Sign In Forgot Password


10/06/2023 01:39:50 PM


Here are some more reflections on my recent trip to Israel (part I appeared in last week’s bulletin.)

I prayed three times at the Jerusalem Great Synagogue: (a) My first Shabbat morning, I went with my son and grandson for davening. They were hoping to hear a world-famous hazzan and rabbi. However, since it was a couple of weeks before RH, I guess the rabbi and hazzan had a vacation. Yet. after the prayers, I gave a warm yishar koach to the man who had been leading the davening, as I told him that it was exactly the nusach that I remembered from my youth minyan when I was in high school. Also, I was honoured to receive an aliya to the Torah.

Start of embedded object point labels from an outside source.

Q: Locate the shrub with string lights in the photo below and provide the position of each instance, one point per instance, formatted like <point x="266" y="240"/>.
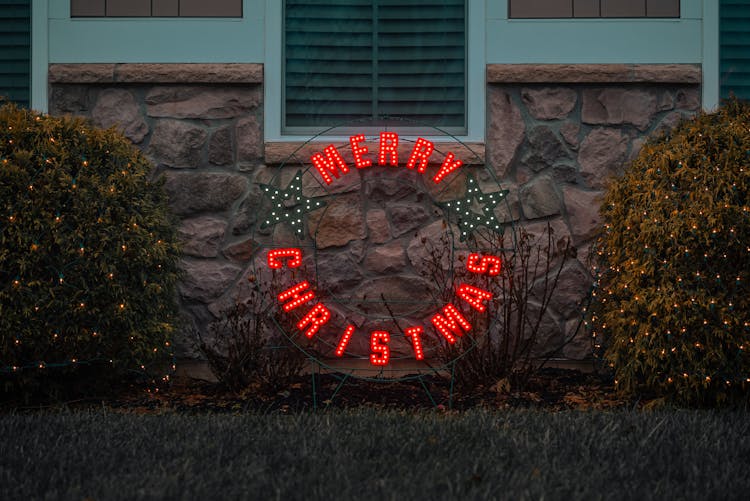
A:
<point x="673" y="306"/>
<point x="88" y="250"/>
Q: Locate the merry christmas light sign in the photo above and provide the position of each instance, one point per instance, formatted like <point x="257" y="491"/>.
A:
<point x="342" y="330"/>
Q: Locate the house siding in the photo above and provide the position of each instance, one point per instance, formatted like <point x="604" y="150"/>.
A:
<point x="557" y="107"/>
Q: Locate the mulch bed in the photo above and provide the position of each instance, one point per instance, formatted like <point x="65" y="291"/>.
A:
<point x="551" y="389"/>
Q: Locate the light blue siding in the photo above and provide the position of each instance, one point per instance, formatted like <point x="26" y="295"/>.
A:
<point x="645" y="41"/>
<point x="493" y="39"/>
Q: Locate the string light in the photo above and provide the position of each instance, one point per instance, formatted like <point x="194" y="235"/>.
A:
<point x="289" y="205"/>
<point x="468" y="221"/>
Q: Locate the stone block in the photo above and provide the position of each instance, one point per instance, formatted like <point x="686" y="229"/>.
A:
<point x="569" y="132"/>
<point x="617" y="105"/>
<point x="69" y="99"/>
<point x="431" y="247"/>
<point x="201" y="236"/>
<point x="220" y="150"/>
<point x="602" y="155"/>
<point x="249" y="142"/>
<point x="505" y="130"/>
<point x="539" y="198"/>
<point x="241" y="251"/>
<point x="339" y="223"/>
<point x="545" y="149"/>
<point x="337" y="272"/>
<point x="177" y="144"/>
<point x="206" y="280"/>
<point x="218" y="73"/>
<point x="247" y="213"/>
<point x="549" y="103"/>
<point x="388" y="258"/>
<point x="403" y="294"/>
<point x="377" y="225"/>
<point x="582" y="209"/>
<point x="204" y="102"/>
<point x="81" y="73"/>
<point x="688" y="99"/>
<point x="117" y="107"/>
<point x="190" y="193"/>
<point x="406" y="217"/>
<point x="573" y="286"/>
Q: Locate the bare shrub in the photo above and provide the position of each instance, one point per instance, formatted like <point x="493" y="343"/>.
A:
<point x="510" y="344"/>
<point x="245" y="347"/>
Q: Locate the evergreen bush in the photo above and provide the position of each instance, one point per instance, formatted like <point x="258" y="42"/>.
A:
<point x="88" y="249"/>
<point x="673" y="306"/>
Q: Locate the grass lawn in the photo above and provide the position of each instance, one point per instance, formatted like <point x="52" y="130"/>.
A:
<point x="369" y="454"/>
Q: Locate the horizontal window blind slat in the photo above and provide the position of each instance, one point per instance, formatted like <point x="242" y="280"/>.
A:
<point x="416" y="68"/>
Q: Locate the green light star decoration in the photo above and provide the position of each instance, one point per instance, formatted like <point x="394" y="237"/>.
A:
<point x="468" y="219"/>
<point x="288" y="205"/>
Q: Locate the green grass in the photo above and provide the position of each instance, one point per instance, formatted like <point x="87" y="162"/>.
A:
<point x="368" y="454"/>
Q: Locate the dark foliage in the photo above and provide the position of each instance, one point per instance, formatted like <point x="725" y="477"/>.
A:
<point x="88" y="253"/>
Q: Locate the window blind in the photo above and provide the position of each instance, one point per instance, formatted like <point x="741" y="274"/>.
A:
<point x="734" y="48"/>
<point x="15" y="50"/>
<point x="352" y="59"/>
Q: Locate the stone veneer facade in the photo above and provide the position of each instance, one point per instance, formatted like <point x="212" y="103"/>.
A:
<point x="555" y="135"/>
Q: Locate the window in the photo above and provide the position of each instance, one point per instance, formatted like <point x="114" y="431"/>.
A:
<point x="593" y="8"/>
<point x="156" y="8"/>
<point x="734" y="48"/>
<point x="356" y="59"/>
<point x="15" y="50"/>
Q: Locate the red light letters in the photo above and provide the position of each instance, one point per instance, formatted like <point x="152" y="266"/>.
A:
<point x="380" y="353"/>
<point x="358" y="151"/>
<point x="451" y="324"/>
<point x="274" y="255"/>
<point x="329" y="164"/>
<point x="421" y="152"/>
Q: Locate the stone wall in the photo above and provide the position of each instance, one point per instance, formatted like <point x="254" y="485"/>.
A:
<point x="555" y="135"/>
<point x="558" y="133"/>
<point x="201" y="124"/>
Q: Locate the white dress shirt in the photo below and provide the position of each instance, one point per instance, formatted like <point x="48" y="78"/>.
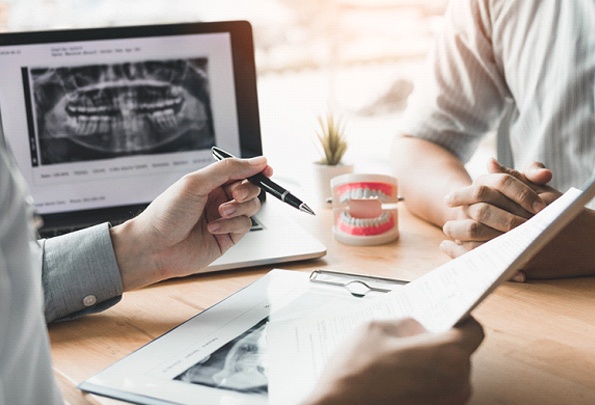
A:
<point x="26" y="375"/>
<point x="536" y="55"/>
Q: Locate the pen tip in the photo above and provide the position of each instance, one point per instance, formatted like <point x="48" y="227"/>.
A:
<point x="307" y="209"/>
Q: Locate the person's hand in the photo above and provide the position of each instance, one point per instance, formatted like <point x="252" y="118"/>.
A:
<point x="494" y="204"/>
<point x="399" y="362"/>
<point x="189" y="225"/>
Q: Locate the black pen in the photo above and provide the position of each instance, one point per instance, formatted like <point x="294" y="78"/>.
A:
<point x="268" y="185"/>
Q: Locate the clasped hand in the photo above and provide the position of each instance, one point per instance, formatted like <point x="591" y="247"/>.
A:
<point x="494" y="204"/>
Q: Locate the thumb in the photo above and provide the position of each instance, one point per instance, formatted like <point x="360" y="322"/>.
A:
<point x="538" y="173"/>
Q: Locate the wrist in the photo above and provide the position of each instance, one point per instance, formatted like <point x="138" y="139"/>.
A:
<point x="136" y="263"/>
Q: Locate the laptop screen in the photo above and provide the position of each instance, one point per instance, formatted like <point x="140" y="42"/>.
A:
<point x="106" y="119"/>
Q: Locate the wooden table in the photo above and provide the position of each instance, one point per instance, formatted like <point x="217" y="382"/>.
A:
<point x="540" y="336"/>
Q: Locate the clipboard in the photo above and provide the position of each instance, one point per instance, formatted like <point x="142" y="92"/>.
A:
<point x="219" y="355"/>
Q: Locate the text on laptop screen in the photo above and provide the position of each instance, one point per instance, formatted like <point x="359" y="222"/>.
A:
<point x="114" y="122"/>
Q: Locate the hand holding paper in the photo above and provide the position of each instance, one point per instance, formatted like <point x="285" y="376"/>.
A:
<point x="438" y="300"/>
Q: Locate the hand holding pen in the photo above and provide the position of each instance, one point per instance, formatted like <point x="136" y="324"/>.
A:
<point x="268" y="185"/>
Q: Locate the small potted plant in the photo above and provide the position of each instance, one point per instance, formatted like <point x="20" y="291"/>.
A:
<point x="332" y="143"/>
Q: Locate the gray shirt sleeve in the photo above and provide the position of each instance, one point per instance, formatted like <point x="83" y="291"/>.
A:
<point x="80" y="274"/>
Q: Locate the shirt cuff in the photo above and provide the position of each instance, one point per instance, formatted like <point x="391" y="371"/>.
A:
<point x="80" y="274"/>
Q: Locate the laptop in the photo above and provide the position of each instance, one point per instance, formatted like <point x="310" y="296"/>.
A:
<point x="101" y="121"/>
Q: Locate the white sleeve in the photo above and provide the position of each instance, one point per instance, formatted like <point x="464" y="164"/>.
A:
<point x="462" y="92"/>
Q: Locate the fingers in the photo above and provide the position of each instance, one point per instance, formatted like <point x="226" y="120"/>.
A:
<point x="454" y="249"/>
<point x="501" y="190"/>
<point x="468" y="334"/>
<point x="222" y="172"/>
<point x="235" y="217"/>
<point x="469" y="230"/>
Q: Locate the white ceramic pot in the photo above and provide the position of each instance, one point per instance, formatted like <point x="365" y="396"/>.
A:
<point x="323" y="174"/>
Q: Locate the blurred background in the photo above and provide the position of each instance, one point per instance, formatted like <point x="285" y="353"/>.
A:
<point x="356" y="58"/>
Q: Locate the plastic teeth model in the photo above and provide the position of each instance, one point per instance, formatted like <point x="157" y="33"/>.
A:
<point x="365" y="209"/>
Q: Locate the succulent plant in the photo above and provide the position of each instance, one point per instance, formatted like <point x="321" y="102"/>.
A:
<point x="332" y="140"/>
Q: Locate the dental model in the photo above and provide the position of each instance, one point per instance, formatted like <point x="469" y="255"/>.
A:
<point x="365" y="209"/>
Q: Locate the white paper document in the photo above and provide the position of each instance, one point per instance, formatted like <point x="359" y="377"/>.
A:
<point x="299" y="349"/>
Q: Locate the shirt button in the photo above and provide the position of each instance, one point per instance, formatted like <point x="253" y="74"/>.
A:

(b) The following Sunday, my son and I went to mincha/arvit at the Great Synagogue.  We prayed in the Sepharadic minyan on the first floor of the Great Synagogue. But in the hallway, we heard some beautiful singing.

Their brilliant musical conductor, Eli Jaffe, was conducting a choir rehearsal in preparation for selichot. We sat there for several minutes and were amazed by his erudite explanation of every nuance in the selichot melodies.

(c) On selichot night, I went with Ron Gehr and his family to hear traditional pre-RH selichot. I was impressed by the large number of people who came to participate, by the beautiful music of the hazzan and choir, and by the boundless energy of the the choir leader (the aforementioned Eli Jaffe.) But I did have one complaint: although I am knowledgeable about selichot, I did have some trouble figuring out where they were “holding.” I innocently asked: “why didn’t they announce pages?” The emphatic answer that I received was that “no one announces pages in Israel!”  Perhaps that is something the Israelis could learn from us!!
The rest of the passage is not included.